И подобные существа считаются в этих краях горничными? Догадайся Элси об этом раньше, она могла бы не переживать из-за собственной наружности.
– Мэм, – повторила девушка и, спохватившись, запоздало присела в реверансе. Поднос задребезжал. – Мистер Ливингстон сказал, что вы, наверное, проголодались.
– Ах, – Элси было сложно с этим согласиться: сочетание запахов, идущих от подноса, казалось ей в равной мере аппетитным и тошнотворным. – Да. Очень любезно с его стороны. Оставь поднос.
Она откинулась на подушку.
Девица подошла ближе. Ничего похожего на изящную походку вышколенной лондонской прислуги. От ее тяжелых шагов молочник подскакивал, а из тарелки выплеснулся суп. С размаху опустив поднос Элси на колени, она отошла и присела в очередном реверансе.

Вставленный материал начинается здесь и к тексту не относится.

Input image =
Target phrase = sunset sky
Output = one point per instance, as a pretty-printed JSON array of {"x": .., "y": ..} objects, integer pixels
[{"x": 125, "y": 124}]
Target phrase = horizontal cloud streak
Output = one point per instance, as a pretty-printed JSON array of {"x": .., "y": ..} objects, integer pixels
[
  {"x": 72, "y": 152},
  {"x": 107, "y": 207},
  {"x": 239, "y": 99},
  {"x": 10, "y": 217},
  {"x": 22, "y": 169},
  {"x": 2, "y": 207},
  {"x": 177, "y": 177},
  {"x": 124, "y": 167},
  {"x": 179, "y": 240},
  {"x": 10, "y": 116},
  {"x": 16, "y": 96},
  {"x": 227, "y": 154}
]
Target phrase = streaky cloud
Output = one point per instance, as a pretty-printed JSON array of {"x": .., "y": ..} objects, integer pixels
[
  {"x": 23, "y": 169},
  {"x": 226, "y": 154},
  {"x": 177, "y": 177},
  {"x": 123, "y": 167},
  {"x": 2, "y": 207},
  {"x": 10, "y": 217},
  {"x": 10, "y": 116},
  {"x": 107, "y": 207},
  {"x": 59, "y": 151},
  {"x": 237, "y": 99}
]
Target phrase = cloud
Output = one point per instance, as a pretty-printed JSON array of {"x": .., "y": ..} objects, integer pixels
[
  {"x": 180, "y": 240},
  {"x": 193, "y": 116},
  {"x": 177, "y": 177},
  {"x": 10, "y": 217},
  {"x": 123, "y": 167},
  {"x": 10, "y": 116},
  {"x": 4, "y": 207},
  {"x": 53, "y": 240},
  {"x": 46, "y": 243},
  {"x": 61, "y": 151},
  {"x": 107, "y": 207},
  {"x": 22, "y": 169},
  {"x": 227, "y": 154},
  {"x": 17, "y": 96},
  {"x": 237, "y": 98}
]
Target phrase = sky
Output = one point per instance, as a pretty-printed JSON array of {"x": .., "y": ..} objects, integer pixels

Элси не знала, смеяться ей или чувствовать себя оскорбленной. Девица была совершенно неотесанной.
– И как тебя?…
– Мейбл Казинс. Я горничная, – говорила она тоже странно: что-то среднее между скороговоркой кокни и тягучим деревенским говором. – Мэм.
Элси догадалась, что Мейбл, вероятно, не слишком часто позволяют подниматься на второй этаж. Видно, им так не хватает работниц, что к ней отправили первую попавшуюся. По тому, как девушка пожирала глазами ворох платьев Элси на полу и кружевной воротничок ее ночной сорочки, можно было решить, что она в жизни не видала этакой роскоши.
– Ты прибираешь в доме? Или помогаешь на кухне?
Мейбл пожала плечами.
– Просто горничная. Я да Хелен. А других-то нет.
– Что ж, понятно, следовательно, вы с ней – прислуга за всё, выполняете всю работу.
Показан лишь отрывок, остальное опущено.